Commercial banking is a relationship business. While technology has its advantages and can make communication faster and more convenient, it is important not to use email and texting as a replacement for face-to-face communication. I often see bankers and customers relying heavily on email and other electronic forms of communication. There is no substitute for an old-fashioned phone conversation or face-to-face meeting.
The most rewarding part of my job is watching a customer grow their company, in part because of the expertise, products, and services provided by my team. I also enjoy watching talented young bankers on our team hone and develop their skill sets.
Who do you look up to or admire in business and why?

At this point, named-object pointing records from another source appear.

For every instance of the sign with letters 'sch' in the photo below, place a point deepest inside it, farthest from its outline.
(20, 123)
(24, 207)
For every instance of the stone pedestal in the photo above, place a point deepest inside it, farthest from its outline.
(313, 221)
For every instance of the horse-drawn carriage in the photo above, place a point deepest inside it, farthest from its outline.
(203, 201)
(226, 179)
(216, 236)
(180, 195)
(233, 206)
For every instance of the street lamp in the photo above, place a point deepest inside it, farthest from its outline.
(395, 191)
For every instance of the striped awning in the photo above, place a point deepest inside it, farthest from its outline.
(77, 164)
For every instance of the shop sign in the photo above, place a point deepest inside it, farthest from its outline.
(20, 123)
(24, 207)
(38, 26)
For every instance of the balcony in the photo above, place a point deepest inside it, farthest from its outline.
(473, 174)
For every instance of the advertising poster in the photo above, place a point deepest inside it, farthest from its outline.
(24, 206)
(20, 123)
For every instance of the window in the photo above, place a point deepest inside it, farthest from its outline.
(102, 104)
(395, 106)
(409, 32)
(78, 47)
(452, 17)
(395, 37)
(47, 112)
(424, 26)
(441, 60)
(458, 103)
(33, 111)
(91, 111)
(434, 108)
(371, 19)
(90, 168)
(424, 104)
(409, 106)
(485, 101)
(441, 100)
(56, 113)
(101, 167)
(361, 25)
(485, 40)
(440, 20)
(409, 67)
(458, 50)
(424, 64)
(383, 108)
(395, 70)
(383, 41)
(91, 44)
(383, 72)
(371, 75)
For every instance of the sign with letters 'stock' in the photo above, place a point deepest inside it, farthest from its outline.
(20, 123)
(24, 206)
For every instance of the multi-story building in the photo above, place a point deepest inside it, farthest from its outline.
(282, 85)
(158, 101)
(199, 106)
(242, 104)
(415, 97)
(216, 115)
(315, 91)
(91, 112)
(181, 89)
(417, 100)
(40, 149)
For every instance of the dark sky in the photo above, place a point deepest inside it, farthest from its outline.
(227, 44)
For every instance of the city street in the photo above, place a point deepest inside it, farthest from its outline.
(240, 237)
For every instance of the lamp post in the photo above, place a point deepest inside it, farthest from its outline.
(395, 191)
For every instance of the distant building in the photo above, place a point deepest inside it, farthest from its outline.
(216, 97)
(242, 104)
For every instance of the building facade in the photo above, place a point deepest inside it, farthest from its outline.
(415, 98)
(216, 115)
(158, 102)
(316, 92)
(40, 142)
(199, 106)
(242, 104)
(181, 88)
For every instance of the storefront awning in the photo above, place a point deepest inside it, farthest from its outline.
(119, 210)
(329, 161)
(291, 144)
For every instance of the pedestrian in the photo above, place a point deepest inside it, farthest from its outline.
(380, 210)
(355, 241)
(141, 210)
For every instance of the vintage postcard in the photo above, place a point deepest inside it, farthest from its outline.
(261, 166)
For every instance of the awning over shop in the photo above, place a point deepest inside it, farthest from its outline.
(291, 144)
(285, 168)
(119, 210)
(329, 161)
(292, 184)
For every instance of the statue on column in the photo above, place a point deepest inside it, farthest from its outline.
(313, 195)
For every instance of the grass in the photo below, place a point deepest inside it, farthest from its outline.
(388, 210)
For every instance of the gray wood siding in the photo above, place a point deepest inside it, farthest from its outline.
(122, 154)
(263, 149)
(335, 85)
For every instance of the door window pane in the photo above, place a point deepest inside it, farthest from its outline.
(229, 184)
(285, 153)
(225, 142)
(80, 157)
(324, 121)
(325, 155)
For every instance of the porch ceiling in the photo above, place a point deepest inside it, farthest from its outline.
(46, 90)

There are a number of individuals in the business community whom I have great respect for, including many of my clients. I’ve always admired Costco and its founder James Sinegal. My family and I have been fortunate to live near Costco Wholesale stores in a few different locations. The company offers great value to its customers through completive pricing; however, I’m always even more impressed with the quality of Costco employees and their focus on the customer. Mr. Sinegal built an empire by taking care of his employees by offering higher pay, solid benefits, and growth opportunities for employees. Costco has the lowest employee turnover rate in the retail space. Mr. Sinegal saw an opportunity to do things differently in retail and grew his business into the second largest retailer in the world. He did it the right way, with strong core values and a long-term, sustainable approach.
What has been the high point of your career so far?
In 2011, I moved my family from Georgia to Madison to help Wells Fargo develop a local commercial banking office where we had a lot of success and were able to grow the customer base. During this time, I learned a lot about Wisconsin and its people and businesses. I felt very welcomed into this community. Growing our commercial banking office and the Wells Fargo brand in Wisconsin has been the highlight of my career.
Thinking back on your career, what advice would you give your 21-year-old self?
I would tell my 21-year-old self the following: expand your network, take a few more calculated risks, be open to different ideas, and develop mentor relationships with people you aspire to be like.
I had a tendency to “follow the herd” when I was in my early 20s. I thought there was a specific formula to success in the professional world. Over the past 20-plus years I have seen that there are a variety of paths to success. The keys are to find something that you love to do, associate yourself with people who inspire you to learn and grow, and don’t be afraid to take a well-calculated leap of faith.